POTATO SALAD 
3 lb. red potatoes
1/3 c. Italian dressing
1/2 tsp. salt
12 hard-cooked eggs
1 c. sweet pickle relish, drained
1/2 c. radishes, thinly sliced
1 c. celery, thinly sliced
1 c. chopped onion
Dressing (see below)
Leaf lettuce
Paprika
Snipped parsley

Boil potatoes in jackets in salted water until just tender. Drain; cool to lukewarm. Peel, cut into 1/2 inch cubes. Pour Italian dressing over potatoes and sprinkle with salt. Toss to coat potatoes.
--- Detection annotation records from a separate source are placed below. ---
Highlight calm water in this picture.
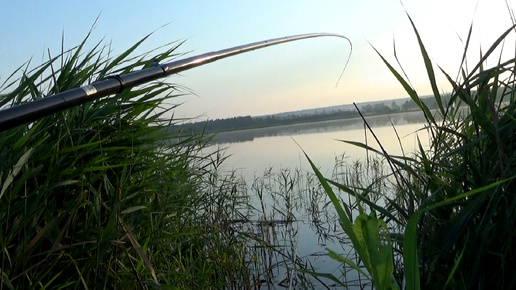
[207,112,428,289]
[214,112,428,178]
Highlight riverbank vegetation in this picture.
[313,13,516,289]
[178,95,449,134]
[0,28,249,289]
[0,10,516,289]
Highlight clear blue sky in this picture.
[0,0,516,118]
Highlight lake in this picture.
[204,112,429,289]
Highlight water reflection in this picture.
[204,113,428,289]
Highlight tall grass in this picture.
[310,12,516,289]
[0,27,248,289]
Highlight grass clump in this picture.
[312,13,516,289]
[0,27,247,289]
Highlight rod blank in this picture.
[0,33,351,132]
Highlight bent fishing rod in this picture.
[0,33,351,132]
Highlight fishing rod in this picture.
[0,33,351,132]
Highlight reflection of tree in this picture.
[213,112,425,144]
[175,96,438,136]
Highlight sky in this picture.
[0,0,516,119]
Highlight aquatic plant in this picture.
[307,10,516,289]
[0,26,248,289]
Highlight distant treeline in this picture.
[176,98,448,133]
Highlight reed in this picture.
[0,26,248,289]
[310,10,516,289]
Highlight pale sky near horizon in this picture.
[0,0,516,119]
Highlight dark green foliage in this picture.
[0,27,247,289]
[314,17,516,289]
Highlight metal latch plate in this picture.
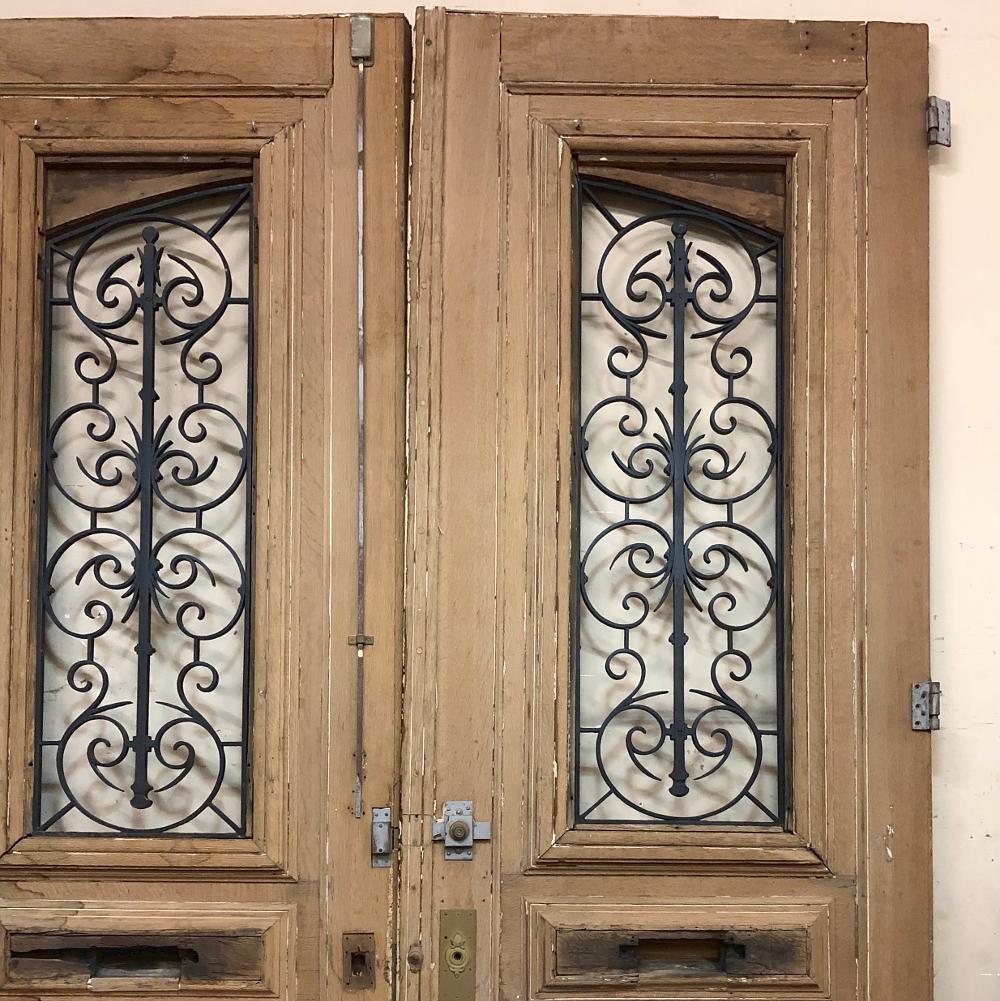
[341,932,375,991]
[371,807,392,869]
[431,800,492,862]
[913,682,941,730]
[437,910,475,1001]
Refrigerate, covered, several hours or overnight.

Chop 9 hard-boiled eggs. Add with remaining ingredients to potatoes. Add dressing; stir until all ingredients are coated. Refrigerate, covered, until serving time.

To serve: Spoon onto large lettuce-lined platter. Sprinkle with paprika and parsley. Garnish with 3 hard-cooked eggs, cut into wedges.

NOTE: 3 pounds red potatoes is equal to 7 or 8 large potatoes, or 8 cups of cooked and cubed potatoes.

DRESSING:

Combine 1-2 cups mayonnaise, 1 cup dairy sour cream, 2 tablespoons prepared mustard, 1 teaspoon salt, 1 teaspoon celery seed, and 1/4 teaspoon pepper.